When making rose using this method we soak the unfermented grape juice on its skins for about 48 hours and allow the juice to soak some colour and flavour out of the skins before we run just 10 % of that juice off into another tank and add yeast to ferment it like a white wine. Cold fermentation ensures that the fruit flavours and aromas are conserved in the finished wine.The key is to make sure you drain off the juice at the right time. Because we have much softer tannins here in the Hunter and we obtain ripeness of flavour at lower alcohols we can make a saignee style rose that does not require any residual sugar and has enough richness of flavour without being too high in alcohol to make a dry rich Rosé

- Andrew Margan, Margan Wines
Blending: Another way to make Rosé is by mixing white and red wine together, although, this rather crude method is generally frowned upon and doesn’t usually make for a very nice tasting wine.  Colour and Characters: The colour of Rosé can range from the lightest shades of pale onion skin pink to salmon, coral, hot pink, and ruby red; generally speaking, the darker the colour, the more intense and sweeter the wine.

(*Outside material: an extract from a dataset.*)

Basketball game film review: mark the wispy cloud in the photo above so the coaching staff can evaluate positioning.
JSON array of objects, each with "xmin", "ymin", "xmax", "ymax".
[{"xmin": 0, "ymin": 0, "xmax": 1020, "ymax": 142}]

Primary fragrances and flavours of Rosé depend on the type of grape, or grapes, used, but will typically sit along the spectrum of red fruits and florals, melons and zesty citrus. Sometimes, you’ll find pleasant green characters, like rhubarb or strawberries with their leafy green tops still on.  What varieties are used to make Rosé?
Rosé can be made from just about any red wine grape variety there is. In Australia, the more common varietals used to make Rosé include  Shiraz ,  Pinot Noir , and Grenache . But also,  Merlot  and  Cabernet Sauvignon . In Provence, the historical home of Rosé, winemakers will blend grape varieties, such as Cinsault, Mourvédre, Syrah (Shiraz), and Carignan, to create gorgeous examples of this pale pink wine. Now you know how it’s made, it’s time to drink to Rosé’s pink perfection and fill your spring with some delicious drops.